From the Christian perspective, it would be true that if Mrs. Jones had a personal relationship with Christ, her quality of life or existence would be improved dramatically were she to enter into God’s presence directly by way of her earthly passing. However, it would be radically mistaken to believe that it is up to some one other than God when that time would be. Does a refusal of dialysis constitute a reasonable decision? Or does it constitute a decision that functionally denies the opportunity for healing and thus denies God’s prerogative? It seems more likely that it is the latter.
In brief, it seems that Dr. Rosenberg is justified in his refusal to refuse reasonable and low risk treatment for Mrs. Jones. Ultimately, it seems that Mrs. Jones’ family does not want to take responsibility for her care, and is instead opting to determine her worth or value based upon a perceived quality of life.
In your own case study, consider how each of the four principles apply, and analyze those facts in terms of a wider worldview or religion.
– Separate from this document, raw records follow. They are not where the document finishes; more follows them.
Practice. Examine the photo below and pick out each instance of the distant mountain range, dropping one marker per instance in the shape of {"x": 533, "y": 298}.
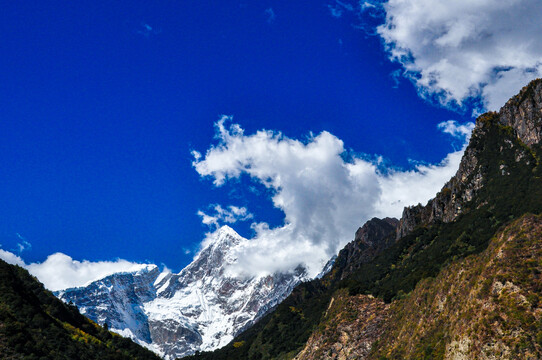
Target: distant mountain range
{"x": 201, "y": 308}
{"x": 34, "y": 324}
{"x": 457, "y": 278}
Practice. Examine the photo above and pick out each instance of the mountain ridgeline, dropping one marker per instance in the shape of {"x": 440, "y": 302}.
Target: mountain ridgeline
{"x": 34, "y": 324}
{"x": 201, "y": 308}
{"x": 458, "y": 278}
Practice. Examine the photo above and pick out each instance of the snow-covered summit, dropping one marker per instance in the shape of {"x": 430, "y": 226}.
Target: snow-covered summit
{"x": 201, "y": 308}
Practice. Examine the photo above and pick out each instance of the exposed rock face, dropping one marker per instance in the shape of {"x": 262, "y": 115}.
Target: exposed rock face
{"x": 486, "y": 306}
{"x": 201, "y": 308}
{"x": 523, "y": 114}
{"x": 373, "y": 237}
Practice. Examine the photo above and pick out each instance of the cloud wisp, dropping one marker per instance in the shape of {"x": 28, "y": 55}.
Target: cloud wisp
{"x": 324, "y": 197}
{"x": 60, "y": 271}
{"x": 230, "y": 215}
{"x": 464, "y": 49}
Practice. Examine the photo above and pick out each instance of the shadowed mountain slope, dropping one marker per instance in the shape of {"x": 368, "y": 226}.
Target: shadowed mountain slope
{"x": 499, "y": 180}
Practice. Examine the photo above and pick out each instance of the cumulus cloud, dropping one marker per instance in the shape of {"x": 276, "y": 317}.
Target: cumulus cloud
{"x": 60, "y": 271}
{"x": 338, "y": 8}
{"x": 455, "y": 50}
{"x": 452, "y": 127}
{"x": 323, "y": 196}
{"x": 11, "y": 258}
{"x": 230, "y": 215}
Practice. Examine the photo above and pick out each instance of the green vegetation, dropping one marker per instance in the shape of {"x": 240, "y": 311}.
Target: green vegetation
{"x": 488, "y": 302}
{"x": 34, "y": 324}
{"x": 512, "y": 186}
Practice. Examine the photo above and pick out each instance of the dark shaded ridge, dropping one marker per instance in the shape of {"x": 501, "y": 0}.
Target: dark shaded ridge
{"x": 34, "y": 324}
{"x": 499, "y": 180}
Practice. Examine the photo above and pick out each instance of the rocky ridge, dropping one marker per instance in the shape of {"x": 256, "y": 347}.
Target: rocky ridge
{"x": 201, "y": 308}
{"x": 443, "y": 261}
{"x": 522, "y": 114}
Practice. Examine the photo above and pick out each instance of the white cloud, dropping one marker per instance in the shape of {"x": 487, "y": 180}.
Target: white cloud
{"x": 11, "y": 258}
{"x": 60, "y": 271}
{"x": 324, "y": 197}
{"x": 465, "y": 48}
{"x": 230, "y": 215}
{"x": 23, "y": 244}
{"x": 452, "y": 127}
{"x": 338, "y": 8}
{"x": 270, "y": 13}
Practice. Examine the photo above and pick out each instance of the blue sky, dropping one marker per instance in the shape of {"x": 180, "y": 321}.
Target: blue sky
{"x": 102, "y": 106}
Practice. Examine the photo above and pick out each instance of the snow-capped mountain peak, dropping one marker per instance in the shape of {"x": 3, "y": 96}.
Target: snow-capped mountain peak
{"x": 201, "y": 308}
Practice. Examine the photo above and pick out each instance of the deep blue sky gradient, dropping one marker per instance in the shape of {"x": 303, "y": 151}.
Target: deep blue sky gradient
{"x": 99, "y": 114}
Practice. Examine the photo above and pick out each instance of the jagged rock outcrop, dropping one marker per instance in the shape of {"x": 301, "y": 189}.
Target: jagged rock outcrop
{"x": 372, "y": 238}
{"x": 487, "y": 306}
{"x": 523, "y": 115}
{"x": 201, "y": 308}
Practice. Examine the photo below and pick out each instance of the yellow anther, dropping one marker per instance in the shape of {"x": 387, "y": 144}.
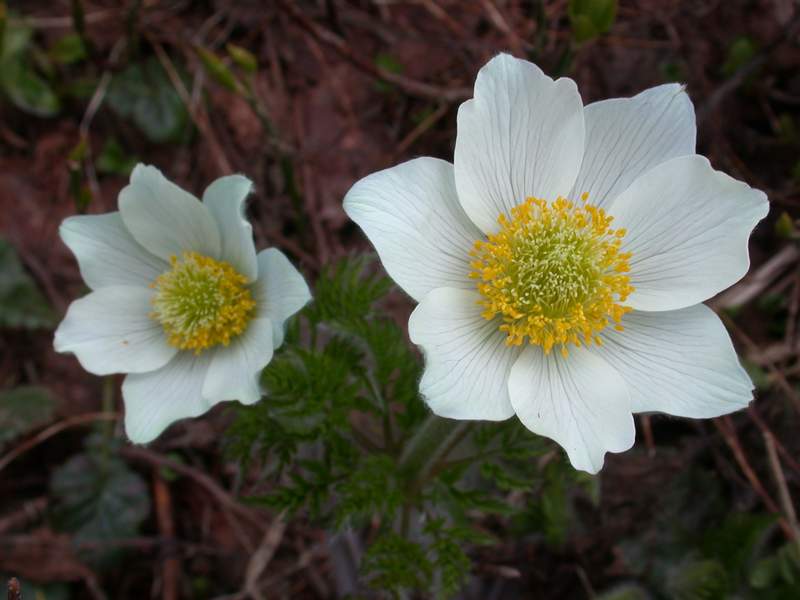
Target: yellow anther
{"x": 553, "y": 274}
{"x": 201, "y": 302}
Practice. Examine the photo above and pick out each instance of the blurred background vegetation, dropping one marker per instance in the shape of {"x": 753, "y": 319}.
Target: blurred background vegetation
{"x": 304, "y": 98}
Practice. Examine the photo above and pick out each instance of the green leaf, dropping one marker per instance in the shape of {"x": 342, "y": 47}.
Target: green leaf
{"x": 16, "y": 39}
{"x": 218, "y": 70}
{"x": 40, "y": 591}
{"x": 346, "y": 292}
{"x": 625, "y": 591}
{"x": 21, "y": 303}
{"x": 27, "y": 90}
{"x": 393, "y": 563}
{"x": 242, "y": 57}
{"x": 68, "y": 49}
{"x": 591, "y": 18}
{"x": 98, "y": 498}
{"x": 371, "y": 489}
{"x": 740, "y": 52}
{"x": 699, "y": 580}
{"x": 23, "y": 409}
{"x": 144, "y": 93}
{"x": 114, "y": 161}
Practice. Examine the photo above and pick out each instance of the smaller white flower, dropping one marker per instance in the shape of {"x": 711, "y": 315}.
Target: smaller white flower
{"x": 180, "y": 300}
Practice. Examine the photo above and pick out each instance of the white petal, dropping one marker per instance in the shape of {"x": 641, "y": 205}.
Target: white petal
{"x": 155, "y": 400}
{"x": 106, "y": 252}
{"x": 235, "y": 370}
{"x": 225, "y": 199}
{"x": 279, "y": 292}
{"x": 687, "y": 227}
{"x": 627, "y": 136}
{"x": 521, "y": 135}
{"x": 110, "y": 332}
{"x": 579, "y": 401}
{"x": 412, "y": 216}
{"x": 679, "y": 362}
{"x": 467, "y": 361}
{"x": 165, "y": 219}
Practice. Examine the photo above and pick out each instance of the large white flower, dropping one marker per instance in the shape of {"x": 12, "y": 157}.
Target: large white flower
{"x": 530, "y": 303}
{"x": 180, "y": 300}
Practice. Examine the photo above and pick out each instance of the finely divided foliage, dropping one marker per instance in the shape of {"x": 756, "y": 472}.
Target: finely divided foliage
{"x": 559, "y": 264}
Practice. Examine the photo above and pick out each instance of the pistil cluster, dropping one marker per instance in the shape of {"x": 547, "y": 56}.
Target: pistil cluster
{"x": 554, "y": 274}
{"x": 201, "y": 302}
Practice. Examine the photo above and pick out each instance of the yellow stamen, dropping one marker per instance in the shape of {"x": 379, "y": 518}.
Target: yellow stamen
{"x": 201, "y": 302}
{"x": 554, "y": 274}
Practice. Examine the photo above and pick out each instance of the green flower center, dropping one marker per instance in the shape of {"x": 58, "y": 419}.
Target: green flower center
{"x": 201, "y": 302}
{"x": 554, "y": 273}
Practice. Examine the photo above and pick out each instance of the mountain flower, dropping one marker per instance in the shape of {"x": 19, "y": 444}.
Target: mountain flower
{"x": 180, "y": 300}
{"x": 560, "y": 263}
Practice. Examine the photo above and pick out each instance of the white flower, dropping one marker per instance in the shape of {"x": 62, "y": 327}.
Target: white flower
{"x": 536, "y": 306}
{"x": 179, "y": 299}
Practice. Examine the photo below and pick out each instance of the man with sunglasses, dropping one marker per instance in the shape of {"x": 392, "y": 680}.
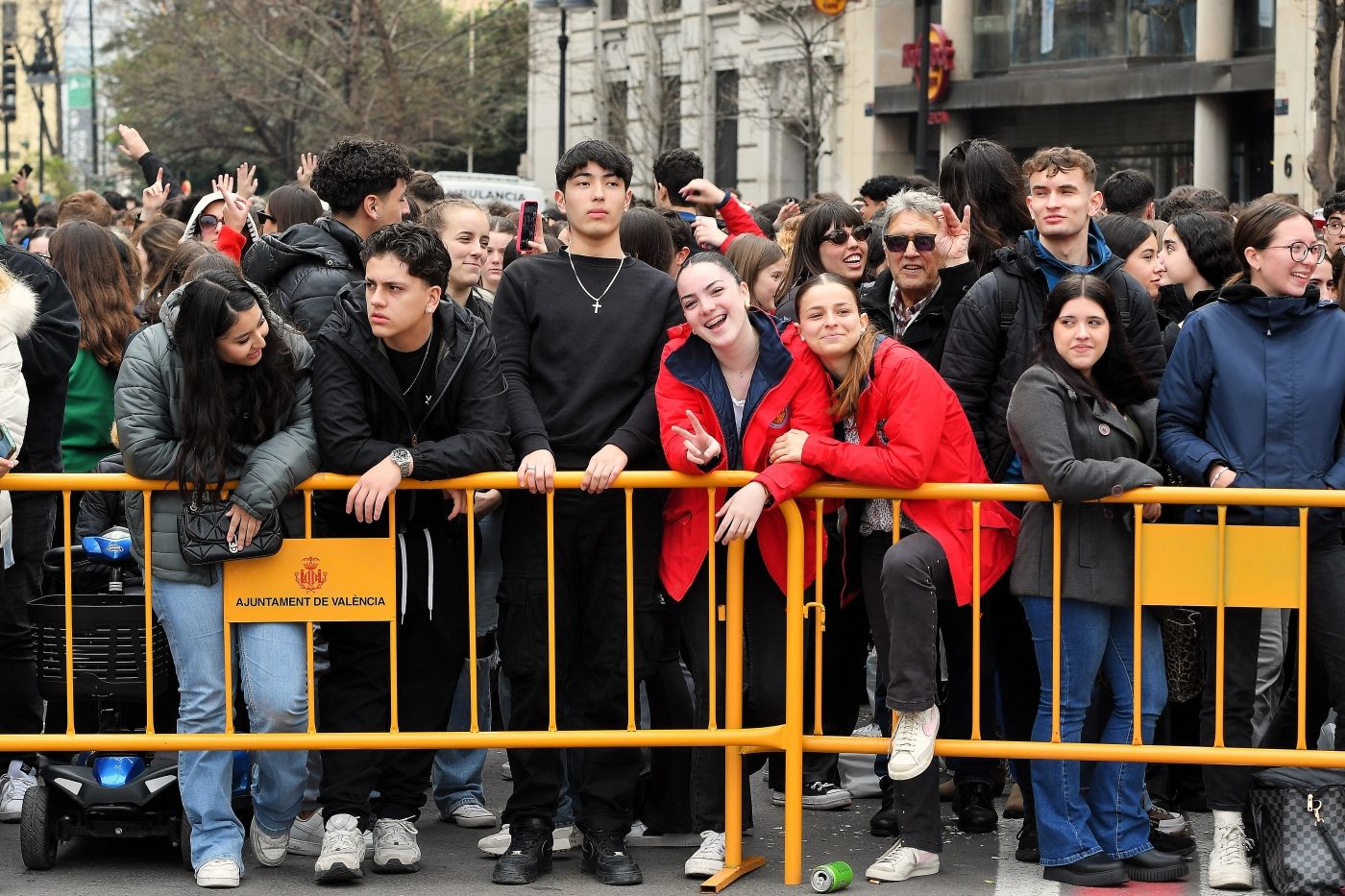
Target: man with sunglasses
{"x": 927, "y": 275}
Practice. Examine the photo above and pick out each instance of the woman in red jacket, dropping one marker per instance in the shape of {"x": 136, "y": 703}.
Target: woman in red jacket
{"x": 903, "y": 426}
{"x": 732, "y": 381}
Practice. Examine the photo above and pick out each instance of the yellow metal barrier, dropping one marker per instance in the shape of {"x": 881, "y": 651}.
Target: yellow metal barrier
{"x": 1231, "y": 577}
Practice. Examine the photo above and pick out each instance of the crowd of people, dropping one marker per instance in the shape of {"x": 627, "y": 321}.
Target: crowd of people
{"x": 1011, "y": 323}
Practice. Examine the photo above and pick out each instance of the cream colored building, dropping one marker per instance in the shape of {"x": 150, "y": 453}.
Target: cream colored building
{"x": 1214, "y": 93}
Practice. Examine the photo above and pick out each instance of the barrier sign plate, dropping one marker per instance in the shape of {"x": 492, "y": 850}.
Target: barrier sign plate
{"x": 315, "y": 580}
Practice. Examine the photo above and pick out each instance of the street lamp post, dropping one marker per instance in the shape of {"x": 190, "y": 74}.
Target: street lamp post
{"x": 562, "y": 42}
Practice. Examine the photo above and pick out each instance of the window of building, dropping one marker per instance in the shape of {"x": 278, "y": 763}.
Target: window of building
{"x": 1254, "y": 26}
{"x": 726, "y": 128}
{"x": 670, "y": 113}
{"x": 616, "y": 120}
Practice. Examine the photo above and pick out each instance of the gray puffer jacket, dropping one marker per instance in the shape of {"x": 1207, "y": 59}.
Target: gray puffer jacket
{"x": 150, "y": 426}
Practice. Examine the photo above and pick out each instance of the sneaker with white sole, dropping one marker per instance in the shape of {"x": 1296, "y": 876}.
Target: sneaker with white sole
{"x": 396, "y": 851}
{"x": 1166, "y": 821}
{"x": 708, "y": 860}
{"x": 218, "y": 873}
{"x": 564, "y": 838}
{"x": 1230, "y": 868}
{"x": 306, "y": 837}
{"x": 343, "y": 851}
{"x": 268, "y": 849}
{"x": 471, "y": 814}
{"x": 903, "y": 862}
{"x": 818, "y": 795}
{"x": 12, "y": 787}
{"x": 912, "y": 742}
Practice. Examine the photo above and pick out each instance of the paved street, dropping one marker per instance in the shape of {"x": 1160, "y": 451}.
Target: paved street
{"x": 971, "y": 864}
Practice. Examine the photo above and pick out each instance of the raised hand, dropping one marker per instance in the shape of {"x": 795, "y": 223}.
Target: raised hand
{"x": 306, "y": 161}
{"x": 954, "y": 238}
{"x": 701, "y": 447}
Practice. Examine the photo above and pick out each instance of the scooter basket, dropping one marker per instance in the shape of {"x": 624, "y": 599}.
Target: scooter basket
{"x": 110, "y": 647}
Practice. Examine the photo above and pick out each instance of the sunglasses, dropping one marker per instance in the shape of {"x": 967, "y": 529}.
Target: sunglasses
{"x": 841, "y": 235}
{"x": 897, "y": 241}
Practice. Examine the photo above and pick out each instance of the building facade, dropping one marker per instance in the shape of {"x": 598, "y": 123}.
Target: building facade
{"x": 1214, "y": 93}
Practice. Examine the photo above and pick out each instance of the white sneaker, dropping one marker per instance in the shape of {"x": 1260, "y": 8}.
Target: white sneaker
{"x": 343, "y": 851}
{"x": 562, "y": 839}
{"x": 709, "y": 859}
{"x": 473, "y": 814}
{"x": 218, "y": 873}
{"x": 266, "y": 849}
{"x": 306, "y": 837}
{"x": 396, "y": 851}
{"x": 12, "y": 787}
{"x": 1228, "y": 864}
{"x": 912, "y": 742}
{"x": 903, "y": 862}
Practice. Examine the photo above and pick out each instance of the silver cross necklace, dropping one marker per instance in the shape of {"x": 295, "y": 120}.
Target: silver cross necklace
{"x": 598, "y": 301}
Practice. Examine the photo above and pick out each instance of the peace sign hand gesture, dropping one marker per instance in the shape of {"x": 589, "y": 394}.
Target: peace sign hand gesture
{"x": 954, "y": 238}
{"x": 701, "y": 447}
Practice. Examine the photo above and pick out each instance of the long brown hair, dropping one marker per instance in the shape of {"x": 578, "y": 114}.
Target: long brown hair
{"x": 844, "y": 399}
{"x": 86, "y": 257}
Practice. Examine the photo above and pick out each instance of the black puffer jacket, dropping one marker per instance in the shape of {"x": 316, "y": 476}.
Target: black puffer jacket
{"x": 930, "y": 329}
{"x": 362, "y": 416}
{"x": 982, "y": 362}
{"x": 305, "y": 268}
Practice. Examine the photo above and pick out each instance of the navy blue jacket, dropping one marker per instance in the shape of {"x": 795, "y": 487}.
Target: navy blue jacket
{"x": 1258, "y": 383}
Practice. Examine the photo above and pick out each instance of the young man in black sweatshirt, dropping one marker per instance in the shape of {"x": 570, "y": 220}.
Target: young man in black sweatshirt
{"x": 580, "y": 335}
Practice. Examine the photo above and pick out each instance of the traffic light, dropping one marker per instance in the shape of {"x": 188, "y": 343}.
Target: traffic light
{"x": 9, "y": 85}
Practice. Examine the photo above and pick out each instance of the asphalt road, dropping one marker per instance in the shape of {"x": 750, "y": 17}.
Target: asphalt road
{"x": 978, "y": 864}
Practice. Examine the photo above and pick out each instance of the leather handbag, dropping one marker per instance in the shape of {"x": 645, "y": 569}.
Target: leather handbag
{"x": 1300, "y": 818}
{"x": 204, "y": 534}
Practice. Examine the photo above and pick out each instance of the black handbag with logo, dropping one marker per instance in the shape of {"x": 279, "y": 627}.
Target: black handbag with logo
{"x": 1300, "y": 818}
{"x": 204, "y": 534}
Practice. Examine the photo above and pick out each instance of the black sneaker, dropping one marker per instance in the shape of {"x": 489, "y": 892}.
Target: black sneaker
{"x": 527, "y": 856}
{"x": 604, "y": 856}
{"x": 975, "y": 809}
{"x": 1028, "y": 851}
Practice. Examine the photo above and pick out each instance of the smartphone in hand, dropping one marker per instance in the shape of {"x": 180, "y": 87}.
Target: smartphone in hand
{"x": 526, "y": 225}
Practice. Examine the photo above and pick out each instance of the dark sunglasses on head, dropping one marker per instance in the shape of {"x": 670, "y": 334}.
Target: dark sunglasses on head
{"x": 897, "y": 241}
{"x": 841, "y": 235}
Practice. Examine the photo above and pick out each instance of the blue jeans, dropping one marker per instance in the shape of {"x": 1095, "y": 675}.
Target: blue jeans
{"x": 1109, "y": 818}
{"x": 272, "y": 667}
{"x": 457, "y": 772}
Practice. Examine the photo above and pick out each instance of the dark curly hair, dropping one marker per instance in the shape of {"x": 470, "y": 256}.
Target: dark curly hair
{"x": 356, "y": 167}
{"x": 416, "y": 247}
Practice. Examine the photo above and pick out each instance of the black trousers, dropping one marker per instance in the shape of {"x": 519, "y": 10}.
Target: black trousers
{"x": 354, "y": 693}
{"x": 1226, "y": 786}
{"x": 591, "y": 657}
{"x": 905, "y": 588}
{"x": 34, "y": 521}
{"x": 764, "y": 624}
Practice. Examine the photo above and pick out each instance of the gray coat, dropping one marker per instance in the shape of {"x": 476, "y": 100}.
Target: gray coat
{"x": 1078, "y": 456}
{"x": 150, "y": 428}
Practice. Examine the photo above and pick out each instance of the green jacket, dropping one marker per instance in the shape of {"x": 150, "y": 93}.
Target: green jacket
{"x": 86, "y": 436}
{"x": 150, "y": 428}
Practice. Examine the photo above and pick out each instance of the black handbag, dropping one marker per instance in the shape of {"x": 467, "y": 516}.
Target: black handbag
{"x": 1300, "y": 818}
{"x": 204, "y": 534}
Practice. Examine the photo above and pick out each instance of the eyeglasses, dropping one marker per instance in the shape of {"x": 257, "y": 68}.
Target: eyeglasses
{"x": 1300, "y": 251}
{"x": 841, "y": 235}
{"x": 897, "y": 241}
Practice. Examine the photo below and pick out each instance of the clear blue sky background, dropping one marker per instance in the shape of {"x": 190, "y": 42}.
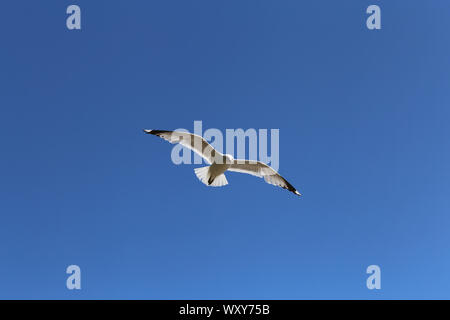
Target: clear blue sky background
{"x": 364, "y": 135}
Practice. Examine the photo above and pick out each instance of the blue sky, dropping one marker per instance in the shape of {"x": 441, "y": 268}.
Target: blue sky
{"x": 363, "y": 118}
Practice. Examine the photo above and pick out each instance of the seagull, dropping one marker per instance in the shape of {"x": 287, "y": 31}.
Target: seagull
{"x": 213, "y": 175}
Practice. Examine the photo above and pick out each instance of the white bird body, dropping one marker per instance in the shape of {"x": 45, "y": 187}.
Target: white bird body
{"x": 213, "y": 175}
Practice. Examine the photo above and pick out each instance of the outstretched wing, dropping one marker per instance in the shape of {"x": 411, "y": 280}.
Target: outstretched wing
{"x": 188, "y": 140}
{"x": 262, "y": 170}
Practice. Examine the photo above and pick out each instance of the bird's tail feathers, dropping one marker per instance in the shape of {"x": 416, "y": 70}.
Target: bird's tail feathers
{"x": 204, "y": 175}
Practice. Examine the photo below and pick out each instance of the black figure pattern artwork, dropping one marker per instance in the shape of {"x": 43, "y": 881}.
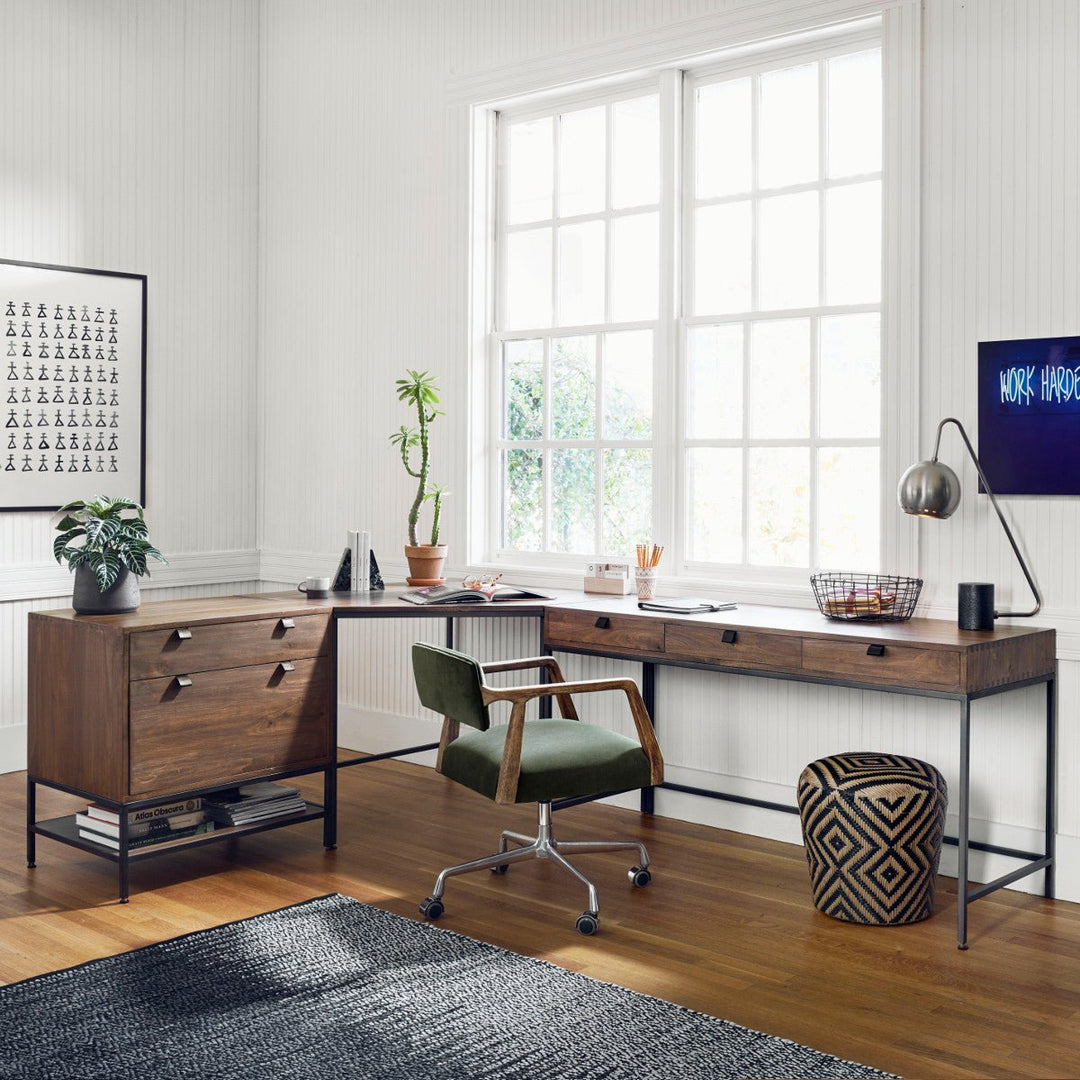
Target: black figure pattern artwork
{"x": 71, "y": 386}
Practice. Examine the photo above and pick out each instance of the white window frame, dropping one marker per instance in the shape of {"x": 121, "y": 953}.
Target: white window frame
{"x": 664, "y": 85}
{"x": 818, "y": 52}
{"x": 898, "y": 28}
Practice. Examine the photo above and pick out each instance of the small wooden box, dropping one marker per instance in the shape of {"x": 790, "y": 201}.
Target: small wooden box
{"x": 615, "y": 586}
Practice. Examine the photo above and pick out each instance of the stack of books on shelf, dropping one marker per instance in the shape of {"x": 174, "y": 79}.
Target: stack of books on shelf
{"x": 169, "y": 821}
{"x": 253, "y": 802}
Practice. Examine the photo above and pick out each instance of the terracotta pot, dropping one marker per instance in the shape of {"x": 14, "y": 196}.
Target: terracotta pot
{"x": 88, "y": 598}
{"x": 426, "y": 564}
All ethical decision making takes palced within a worldview. The content of a worldview will determine what is valuable and what is not, as well as how a person would engage in decision making given those values.
Meilaender, G. (2013). Bioethics: A primer for Christians. (3rd ed.). Grand Rapids, MI: Wm. B. Eerdmans Publishing Company.
What is your definition of “spiritual care?” How does it differ or accord with the description given in the topic readings? Explain.
When it comes to facilitating spiritual care for patients with worldviews different from your own, what are your strengths and weaknesses? If you were the patient, who would have the final say in terms of ethical decision-making and intervention in the event of a difficult situation?